Misconceptions of Islam

I was in biology class when a classmate looked over and asked, “So, are you a terrorist too?”

Maggie Habashy

I was thinking about the Muslim Student Association and Al-Madinah Cultural Center’s Islamic Awareness Week that takes place on campus this week. You may have seen the clever black and white flier posted everywhere stating “Unpatriotic Religion?”

This got me thinking about stereotypes and misconceptions that have been bestowed upon the Islam religion.

Muslims and Islam, in general, have been a target for hate and stereotypes in our community, as well as the media.

Even I, a Muslim-American, born and raised down the freeway in Eden Prairie, caused some speculation as far as my intentions.

True story: A few weeks after the tragic events of Sept. 11, 2001, the only thing anyone could talk about was that. Well deserving, it was a horrifying occurrence.

I was in my high school biology class when one of my classmates looked over at me and asked, “So, are you a terrorist too?”

Am I a terrorist? There’s no way this kid’s serious, no way, I thought.

He asked me again.

He knew me. Everyone knew me. I had been in the same classes with these guys since preschool.

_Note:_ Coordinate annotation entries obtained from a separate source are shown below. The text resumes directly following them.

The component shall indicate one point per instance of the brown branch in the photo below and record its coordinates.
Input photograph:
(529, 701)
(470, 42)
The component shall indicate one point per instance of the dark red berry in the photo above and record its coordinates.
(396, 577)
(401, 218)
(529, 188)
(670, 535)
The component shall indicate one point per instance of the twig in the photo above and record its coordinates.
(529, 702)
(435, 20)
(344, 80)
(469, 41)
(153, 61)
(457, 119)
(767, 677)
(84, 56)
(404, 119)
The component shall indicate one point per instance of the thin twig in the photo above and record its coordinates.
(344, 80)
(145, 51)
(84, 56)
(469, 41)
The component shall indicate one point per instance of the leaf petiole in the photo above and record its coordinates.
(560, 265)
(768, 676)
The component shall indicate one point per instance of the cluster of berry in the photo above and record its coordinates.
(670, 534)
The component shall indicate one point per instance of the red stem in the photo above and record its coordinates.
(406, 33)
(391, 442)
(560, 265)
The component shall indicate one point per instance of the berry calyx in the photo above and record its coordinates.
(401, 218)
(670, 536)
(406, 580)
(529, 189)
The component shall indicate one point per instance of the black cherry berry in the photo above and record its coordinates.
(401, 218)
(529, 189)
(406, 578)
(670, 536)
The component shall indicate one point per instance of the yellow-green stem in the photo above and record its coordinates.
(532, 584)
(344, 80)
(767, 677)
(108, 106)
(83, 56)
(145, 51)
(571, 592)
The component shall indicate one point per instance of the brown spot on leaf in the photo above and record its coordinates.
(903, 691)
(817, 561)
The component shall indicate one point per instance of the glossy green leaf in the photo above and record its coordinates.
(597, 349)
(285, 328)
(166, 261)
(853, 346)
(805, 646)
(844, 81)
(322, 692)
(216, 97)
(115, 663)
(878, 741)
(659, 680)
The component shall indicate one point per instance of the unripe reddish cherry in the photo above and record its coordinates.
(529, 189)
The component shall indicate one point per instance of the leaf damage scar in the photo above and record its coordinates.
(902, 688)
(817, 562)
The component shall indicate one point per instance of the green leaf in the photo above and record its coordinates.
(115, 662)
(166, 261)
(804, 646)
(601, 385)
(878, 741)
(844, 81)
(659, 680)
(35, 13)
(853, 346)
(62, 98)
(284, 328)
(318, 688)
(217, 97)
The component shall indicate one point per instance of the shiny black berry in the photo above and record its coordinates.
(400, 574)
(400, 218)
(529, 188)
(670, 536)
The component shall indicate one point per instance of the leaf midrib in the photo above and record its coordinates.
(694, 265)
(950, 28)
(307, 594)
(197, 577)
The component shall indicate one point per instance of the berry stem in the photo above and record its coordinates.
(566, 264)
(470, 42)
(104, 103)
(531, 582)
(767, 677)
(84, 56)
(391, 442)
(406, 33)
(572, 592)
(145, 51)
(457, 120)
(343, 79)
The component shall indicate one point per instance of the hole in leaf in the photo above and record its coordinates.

We have had the same teacher, been on the same field trips and even played during recess together. Now I am some sort of threat?

Because Sept. 11, 2001, happened, terrorist all of the sudden was plastered on my forehead. Worse, the fact that I am Muslim changed everything.

Since then, Muslims have found themselves constantly trying to defend themselves and our faith.

A bomb in one hand and worshipping at night is one of the general stereotypes.

The media might have encouraged the stereotype, but it is mainstream-American people that have allowed it to be culturally acceptable, even if it is just a joke.

In reality, people do believe this, to a certain degree.

Whenever pictures of Islam are exposed in the media, the two types of pictures that most often are published are ones of Muslims holding weapons and Muslims praying.

The percentage of “violent extremists” does not even compare to the rest of the Islamic population. Just like there are extremists in Islam, there are extremists in every other culture and religion.

As far as worship, praying five times a day is a pillar of Islam. It takes about five minutes for each prayer. So, it is about 25 minutes a day to remember and show our gratitude to God.

For this act of gratitude, not only do Muslims get stereotyped, they get feared as well.

Because Islam is thought to be a religion of violence, Muslims now are attached to that violent image.

On the contrary, Islam is the exact opposite of that. Islam is a religion of peace, mercy and forgiveness.

It is not acceptable that Muslims have to pay for a few bad eggs. Whether it’s on a bus ride, airport security or even watching TV in the comfort of their homes, Muslims constantly are discriminated against.

Many believe acts of hatred toward the Islamic faith are very scarce, if not nonexistent. This is very untrue. Just as it’s happening around the world, it’s happening around here as well.

A couple of weeks ago a librarian from Roseville Area High School threw the Quran in a garbage can, creatively covered in construction paper symbolizing flames.

The act was a presentation on censorship. He claimed that the Quran was a pro-terrorist book.

Let’s give the librarian the benefit of the doubt and say he did not mean to be offensive, although I believe he did.

Was that respectful? Was it necessary?

Just like the Danish cartoonist, the librarian must have known his acts would not be taken lightly.

You don’t have to agree with Islam if you don’t want to. It is just really important to love and respect thy neighbor.

America is great. It is a melting pot; it is the land of the free and it is the opportunity for acceptance.

America is built on so many different cultures, races and ethnicities. It is important to respect one another’s perspectives and understand who they are.

We, as Americans, have the freedom and the unique opportunity to accept one another and grow stronger.

Take advantage of great opportunities like Islamic Awareness Week to learn about Islam and hopefully dispel some of the biases and stereotypes that you might believe. Muslim Student Association and Al-Madinah have handed you a chance on a silver platter to interact with Muslims and ask questions.

Curiosity may have killed the cat, but it will not kill you. Check it out; you might actually learn the truth of Islam.

Thank you to all the members of Al-Madinah and the Muslim Student Association that were so eager to talk and had so much insight on the topic.